Oberhaching: "Im Bann des Zauberers" haben Leslie Malton und Felix von Manteuffel ihre musikalische Lesung über Thomas Mann und seine Familie überschreiben.

"Im Bann des Zauberers" haben Leslie Malton und Felix von Manteuffel ihre musikalische Lesung über Thomas Mann und seine Familie überschreiben.

(Foto: Claus Schunk)

Leslie Malton und Felix von Manteuffel zeichnen beim Oberhachinger Festival ein präzises und faszinierendes Bild der Manns

Von Franziska Gerlach, Oberhaching

Die Fahrkarte? Hat sie gleich nach dem Aussteigen weggeworfen. Das versucht die junge Münchnerin dem Kontrolleur zumindest weiß zu machen. Der wiederum will sich natürlich nicht für dumm verkaufen lassen, und pocht mit der seinem Berufsstand ganz eigenen Beharrlichkeit auf einen Fahrschein. Beziehungsweise auf die Vorlage eines Billets, wie man damals noch sagte. Damals, als Katia Pringsheim und Thomas Mann sich bei dem Malheur in einer Trambahn an der Ecke Schelling- und Türkenstraße erstmals begegneten.
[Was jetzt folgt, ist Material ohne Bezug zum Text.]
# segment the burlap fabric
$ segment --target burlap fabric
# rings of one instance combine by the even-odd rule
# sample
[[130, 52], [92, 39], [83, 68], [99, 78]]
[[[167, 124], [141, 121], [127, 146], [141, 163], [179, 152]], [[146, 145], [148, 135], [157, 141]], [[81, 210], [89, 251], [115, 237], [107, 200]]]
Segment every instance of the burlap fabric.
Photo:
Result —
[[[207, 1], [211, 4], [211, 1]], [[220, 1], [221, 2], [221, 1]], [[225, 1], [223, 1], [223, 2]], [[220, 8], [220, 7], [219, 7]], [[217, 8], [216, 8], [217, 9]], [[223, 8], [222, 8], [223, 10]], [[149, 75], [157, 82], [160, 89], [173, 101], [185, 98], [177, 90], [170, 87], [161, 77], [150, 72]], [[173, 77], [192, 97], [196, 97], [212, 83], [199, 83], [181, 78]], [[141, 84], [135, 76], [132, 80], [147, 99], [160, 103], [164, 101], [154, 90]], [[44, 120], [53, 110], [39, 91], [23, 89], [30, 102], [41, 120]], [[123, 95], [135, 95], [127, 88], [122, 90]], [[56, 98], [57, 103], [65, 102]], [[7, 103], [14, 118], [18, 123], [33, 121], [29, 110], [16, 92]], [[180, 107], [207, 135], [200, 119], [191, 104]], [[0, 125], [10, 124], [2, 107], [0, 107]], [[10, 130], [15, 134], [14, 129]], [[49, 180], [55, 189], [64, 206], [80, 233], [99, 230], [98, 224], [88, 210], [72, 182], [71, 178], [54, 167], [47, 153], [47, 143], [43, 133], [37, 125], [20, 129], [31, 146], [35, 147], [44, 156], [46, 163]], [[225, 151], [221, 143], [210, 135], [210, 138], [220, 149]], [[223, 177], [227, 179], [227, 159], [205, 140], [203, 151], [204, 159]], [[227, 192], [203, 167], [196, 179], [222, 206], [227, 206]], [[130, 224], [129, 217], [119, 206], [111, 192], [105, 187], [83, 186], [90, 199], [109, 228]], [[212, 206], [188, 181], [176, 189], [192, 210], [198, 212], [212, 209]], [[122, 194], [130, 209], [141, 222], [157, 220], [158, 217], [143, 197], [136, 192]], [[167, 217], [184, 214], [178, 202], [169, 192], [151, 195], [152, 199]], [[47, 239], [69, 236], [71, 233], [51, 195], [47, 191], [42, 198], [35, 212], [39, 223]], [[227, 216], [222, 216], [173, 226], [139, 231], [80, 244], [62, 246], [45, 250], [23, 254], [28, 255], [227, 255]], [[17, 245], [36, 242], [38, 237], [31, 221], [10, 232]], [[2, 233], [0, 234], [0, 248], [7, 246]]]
Ein Auge hatte Thomas Mann, Sohn eines Lübecker Kaufmannes und dem eigenen, nicht ganz uneitlen Verständnis nach der letzte große Erzähler deutscher Literatur, allerdings schon länger auf die aparte Professorentochter geworfen. Bei einer neuen, von der Münchner Gesellschaft mit reger Teilhabe gefeierten Konzertreihe hat er Katia, gerade einmal 20 Jahre alt, von der Balustrade aus beobachtet. Spätestens seit "dem Abenteuer" in der Tram, soll Mann, der in seinen Tagebüchern später recht offen mit seinen homoerotischen Neigungen umging, dann gewusst haben: diese oder keine. So jedenfalls erinnert sich Katia Mann an die Anfänge, und wenn die bekannte deutsche Theater- und Fernsehschauspielerin Leslie Malton aus den Memoiren der Schriftstellergattin vorliest, dann stehen die Bilder nahezu plastisch im voll besetzen Saal "Beim Forstner".

"Im Bann des Zauberers - Thomas Mann und seine Familie" war die musikalische Lesung überschrieben, mit der am Freitagabend das elfte Festival für Kammermusik, Literatur und Weltmusik in Oberhaching eröffnete. Das Valentin-Klavier-Quartett mit Festivalleiterin Isabel Lhotzky begleitete die Lesung virtuos mit Werken von Komponisten, die auch Musik-Liebhaber Thomas Mann zugesagt hätten: Robert Schumann, Richard Strauss und Gustav Mahler zum Beispiel. Wobei letzterer, auch das erfuhr man in Oberhaching, Thomas Mann seinerzeit zur Person des Gustav von Aschenbach in seiner Novelle "Der Tod in Venedig" inspirierte.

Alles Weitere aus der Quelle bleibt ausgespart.